Screenwriter: Raoul Peck, from the words of James Baldwin
Principal Cast:
Samuel L. Jackson (narration)
James Baldwin
Malcom X
Medgar Evers
Martin Luther King Jr.
Country: Switzerland/France/Belgium/USA
Classification: M
Runtime: 93 mins.
Australian release date: 14 September 2017
Previewed at: The Sydney Film Festival, State Theatre, Sydney on 12 June 2017
“The story of the Negro in America is the story of America – and it’s not a pretty story.”
This is the premise of Raoul Peck’s powerful political essay, although the words are those of famed African-American author James Baldwin. The Oscar-nominated film I Am Not Your Negro is a stunning work, a form of cinematic poetry the like of which we haven’t seen before. Using archival footage, stills, TV interviews from the past and the present, and clips from Hollywood movies, the Haitian director has expanded on a 30-page treatment that Baldwin sent to his publisher outlining his next project. It was to be an examination and analysis of the lives and works of three assassinated leaders of the civil rights movement in the USA: Medgar Evans, Malcolm X and Martin Luther King Jr.
Narrated by Samuel L. Jackson, in the same quiet, softly-spoken tones Baldwin used, the documentary combines the author’s words with images from the civil rights marches of the 1960s through to today’s Black Lives Matter movement. Baldwin was regularly interviewed for television after returning to the States in 1957 from his nine-year self-imposed exile in Paris. He was moved to return after seeing an image of a 15-year-old African-American girl being mobbed and spat upon as she walked to her first day of school at a desegregated college in Charlotte, North Carolina. As he states in I Am Not Your Negro, it “was time to pay his dues.” Where he’s not filmed relaying his opinions to camera, Jackson reads the author’s words taken from his writings - and what words they are. His quiet delivery belies the anger and rage the writer felt about race relations, in not just the South but across all the United States, but his impassioned eloquence reveals the truth of the matter.
In a case of action speaking louder than words, Baldwin opines that he formed his judgements not from what White America was saying, especially when it spoke of positive progress in matters of race, but from its deeds, and it’s an argument that’s hard to refute. Peck backs up Baldwin by the multiple use of movie clips from films like Uncle Tom’s Cabin, Raisin In The Sun, The Defiant Ones, Imitation Of Life and even King Kong and Stagecoach, and this makes his theories abundantly clear.

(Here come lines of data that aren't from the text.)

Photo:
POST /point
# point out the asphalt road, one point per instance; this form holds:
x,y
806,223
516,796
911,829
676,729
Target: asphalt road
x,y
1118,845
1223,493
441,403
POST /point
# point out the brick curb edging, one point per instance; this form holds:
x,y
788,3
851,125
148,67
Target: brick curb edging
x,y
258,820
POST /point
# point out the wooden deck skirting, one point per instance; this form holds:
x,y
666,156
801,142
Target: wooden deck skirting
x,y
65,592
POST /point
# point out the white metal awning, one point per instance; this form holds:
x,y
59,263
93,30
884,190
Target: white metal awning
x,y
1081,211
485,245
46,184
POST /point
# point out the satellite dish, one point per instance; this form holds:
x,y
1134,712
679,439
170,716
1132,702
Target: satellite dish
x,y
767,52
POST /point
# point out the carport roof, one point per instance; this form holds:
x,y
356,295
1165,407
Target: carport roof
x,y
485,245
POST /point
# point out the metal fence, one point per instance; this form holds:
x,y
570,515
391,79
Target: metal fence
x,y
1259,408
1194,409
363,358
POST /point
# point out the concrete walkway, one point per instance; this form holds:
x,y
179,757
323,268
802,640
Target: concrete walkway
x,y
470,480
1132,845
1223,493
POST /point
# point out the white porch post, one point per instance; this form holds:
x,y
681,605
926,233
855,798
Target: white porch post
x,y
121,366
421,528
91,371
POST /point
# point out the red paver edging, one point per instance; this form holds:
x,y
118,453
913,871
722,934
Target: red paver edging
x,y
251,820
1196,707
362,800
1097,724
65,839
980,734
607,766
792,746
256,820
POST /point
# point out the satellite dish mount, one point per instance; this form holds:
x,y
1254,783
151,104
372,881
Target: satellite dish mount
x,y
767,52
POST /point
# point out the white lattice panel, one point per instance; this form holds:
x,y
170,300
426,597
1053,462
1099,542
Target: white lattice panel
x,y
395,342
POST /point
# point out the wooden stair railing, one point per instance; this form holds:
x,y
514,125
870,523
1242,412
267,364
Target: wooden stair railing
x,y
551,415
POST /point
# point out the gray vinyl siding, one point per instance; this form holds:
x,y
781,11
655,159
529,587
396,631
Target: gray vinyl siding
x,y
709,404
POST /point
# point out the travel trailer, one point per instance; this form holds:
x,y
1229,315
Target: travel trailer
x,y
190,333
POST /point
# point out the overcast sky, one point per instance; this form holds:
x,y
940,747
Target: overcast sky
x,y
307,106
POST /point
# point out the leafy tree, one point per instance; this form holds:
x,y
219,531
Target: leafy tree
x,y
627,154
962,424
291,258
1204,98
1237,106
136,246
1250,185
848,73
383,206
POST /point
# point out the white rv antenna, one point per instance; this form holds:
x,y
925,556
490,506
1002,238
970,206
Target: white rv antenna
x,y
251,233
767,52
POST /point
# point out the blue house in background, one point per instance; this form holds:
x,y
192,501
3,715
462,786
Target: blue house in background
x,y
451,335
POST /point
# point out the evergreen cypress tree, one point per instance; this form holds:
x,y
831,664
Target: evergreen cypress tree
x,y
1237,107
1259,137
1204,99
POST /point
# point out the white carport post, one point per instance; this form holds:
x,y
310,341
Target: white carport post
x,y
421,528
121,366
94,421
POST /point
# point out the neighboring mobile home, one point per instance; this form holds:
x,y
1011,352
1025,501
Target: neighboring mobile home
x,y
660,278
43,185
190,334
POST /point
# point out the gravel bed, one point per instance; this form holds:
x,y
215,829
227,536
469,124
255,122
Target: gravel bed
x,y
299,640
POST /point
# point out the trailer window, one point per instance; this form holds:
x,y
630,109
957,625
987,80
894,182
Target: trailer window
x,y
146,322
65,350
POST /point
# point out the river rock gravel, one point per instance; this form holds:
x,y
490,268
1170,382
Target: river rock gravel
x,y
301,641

The director, who compiled and edited all the footage of Baldwin speaking (the main editing credit belongs to Alexandra Strauss), has said, “Today James Baldwin’s words still catch us unprepared and with the same violent truth. An irrefutable uppercut. A body blow.” The really terrible thing about those words is that they are still so pertinent; think of President Trump's equivocation about the actions of white supremacists in Charlottesville recently.
As John Donne wrote in his Devotions upon Emergent Occasions in 1624, “If a clod be washed away by the sea, Europe is the less, as well as if a promontory were, as well as if a manor of thy friend's or of thine own were: any man's death diminishes me, because I am involved in mankind, and therefore never send to know for whom the bell tolls; it tolls for thee." Replace Europe with the USA and you’ve got a summary of James Baldwin’s argument in I Am Not Your Negro; as long as Black Americans are kept down, America cannot rise to its promise.